This reality gives Taoism a special resonance for me.  Conforming ourselves to the movement of heaven means recognizing all these various factors as they come to a point in an individual life, our life.  Attunement rather than atonement.  We scan the heavens, using the I Ching, the Tao Te Ching, our minds and discern where to adapt and where to use the times as leverage for our choices.  Even a perfectly attuned Taoist, a sage, may have no result in their life if the times and the heavens have no room for their ambitions.

leaves.jpg

Thus, we can only choose.  Our choices, not the results, define our regrets.  If we choose paths consistent with our values and our authentic Selves, then we will have only the right regrets.   Why?  Because we will have not betrayed who we are and we  will not have betrayed those values we clasp to our hearts.  The results come from the movement of the heavens as  our choices either align with them or bump into their hard reality.

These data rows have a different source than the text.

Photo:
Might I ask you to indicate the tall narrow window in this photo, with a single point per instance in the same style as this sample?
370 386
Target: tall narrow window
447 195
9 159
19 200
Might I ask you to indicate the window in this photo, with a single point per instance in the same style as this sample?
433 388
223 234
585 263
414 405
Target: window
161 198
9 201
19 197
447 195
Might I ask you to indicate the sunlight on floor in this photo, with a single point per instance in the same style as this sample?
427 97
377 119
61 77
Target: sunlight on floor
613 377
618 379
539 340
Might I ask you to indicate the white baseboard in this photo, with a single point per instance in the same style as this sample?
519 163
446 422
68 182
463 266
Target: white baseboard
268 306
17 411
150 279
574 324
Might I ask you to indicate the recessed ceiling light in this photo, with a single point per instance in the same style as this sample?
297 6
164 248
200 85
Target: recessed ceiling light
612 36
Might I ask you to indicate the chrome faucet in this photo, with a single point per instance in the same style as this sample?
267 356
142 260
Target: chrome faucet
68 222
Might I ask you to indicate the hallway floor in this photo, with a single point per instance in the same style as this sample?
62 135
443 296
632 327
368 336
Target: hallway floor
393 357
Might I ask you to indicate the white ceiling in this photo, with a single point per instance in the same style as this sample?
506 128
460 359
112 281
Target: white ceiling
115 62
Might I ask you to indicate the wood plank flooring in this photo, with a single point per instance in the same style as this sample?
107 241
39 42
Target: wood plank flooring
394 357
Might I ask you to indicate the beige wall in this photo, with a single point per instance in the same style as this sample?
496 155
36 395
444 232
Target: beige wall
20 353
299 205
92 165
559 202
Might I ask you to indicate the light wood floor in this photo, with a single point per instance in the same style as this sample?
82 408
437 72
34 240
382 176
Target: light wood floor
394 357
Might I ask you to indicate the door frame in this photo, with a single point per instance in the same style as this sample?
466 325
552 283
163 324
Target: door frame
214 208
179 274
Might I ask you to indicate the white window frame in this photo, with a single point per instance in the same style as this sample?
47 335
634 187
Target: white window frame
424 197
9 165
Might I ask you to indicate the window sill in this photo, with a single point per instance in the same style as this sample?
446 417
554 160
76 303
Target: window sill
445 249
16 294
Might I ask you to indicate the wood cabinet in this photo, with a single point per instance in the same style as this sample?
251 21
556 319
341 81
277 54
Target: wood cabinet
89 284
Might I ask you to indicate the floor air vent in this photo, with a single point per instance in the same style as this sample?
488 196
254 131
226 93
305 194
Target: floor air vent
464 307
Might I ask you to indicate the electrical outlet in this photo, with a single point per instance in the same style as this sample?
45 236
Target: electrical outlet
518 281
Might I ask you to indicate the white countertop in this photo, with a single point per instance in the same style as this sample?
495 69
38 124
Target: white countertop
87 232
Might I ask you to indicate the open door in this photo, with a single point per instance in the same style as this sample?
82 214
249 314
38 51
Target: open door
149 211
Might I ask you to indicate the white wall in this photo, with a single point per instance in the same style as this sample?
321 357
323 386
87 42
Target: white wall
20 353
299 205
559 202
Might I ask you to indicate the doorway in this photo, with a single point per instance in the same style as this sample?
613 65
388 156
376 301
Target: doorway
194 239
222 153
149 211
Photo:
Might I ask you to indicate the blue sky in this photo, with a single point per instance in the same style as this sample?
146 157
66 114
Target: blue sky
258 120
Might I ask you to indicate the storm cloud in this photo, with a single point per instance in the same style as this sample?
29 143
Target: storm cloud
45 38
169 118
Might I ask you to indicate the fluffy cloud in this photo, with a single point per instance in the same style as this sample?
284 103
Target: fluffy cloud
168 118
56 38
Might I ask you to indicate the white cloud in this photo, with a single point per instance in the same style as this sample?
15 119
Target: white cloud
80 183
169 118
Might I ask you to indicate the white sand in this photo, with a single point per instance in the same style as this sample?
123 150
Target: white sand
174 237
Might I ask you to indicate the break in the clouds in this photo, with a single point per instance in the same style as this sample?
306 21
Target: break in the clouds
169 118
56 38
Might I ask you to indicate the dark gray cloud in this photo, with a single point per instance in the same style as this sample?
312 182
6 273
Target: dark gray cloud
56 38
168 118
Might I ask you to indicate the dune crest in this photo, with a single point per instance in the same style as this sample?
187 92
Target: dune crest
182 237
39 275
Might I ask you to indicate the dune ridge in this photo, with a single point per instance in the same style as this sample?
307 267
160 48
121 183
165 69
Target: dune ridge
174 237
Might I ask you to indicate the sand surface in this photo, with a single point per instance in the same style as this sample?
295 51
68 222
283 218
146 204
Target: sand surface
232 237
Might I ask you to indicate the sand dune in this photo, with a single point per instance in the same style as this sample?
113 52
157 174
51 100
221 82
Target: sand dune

It may be that I have added one step too many.  If we align ourselves with the Tao, the movement of heaven, then our values may be of no importance.  If a value serves to set one in conflict with the movement of heaven, then, if I understand the Tao, it can force one out of alignment with the Tao.  This can violates conforming ourselve to the movement of heaven.

This is what I mean when I say life does not need meaning, it is meaning; life does not need purpose, it is purpose.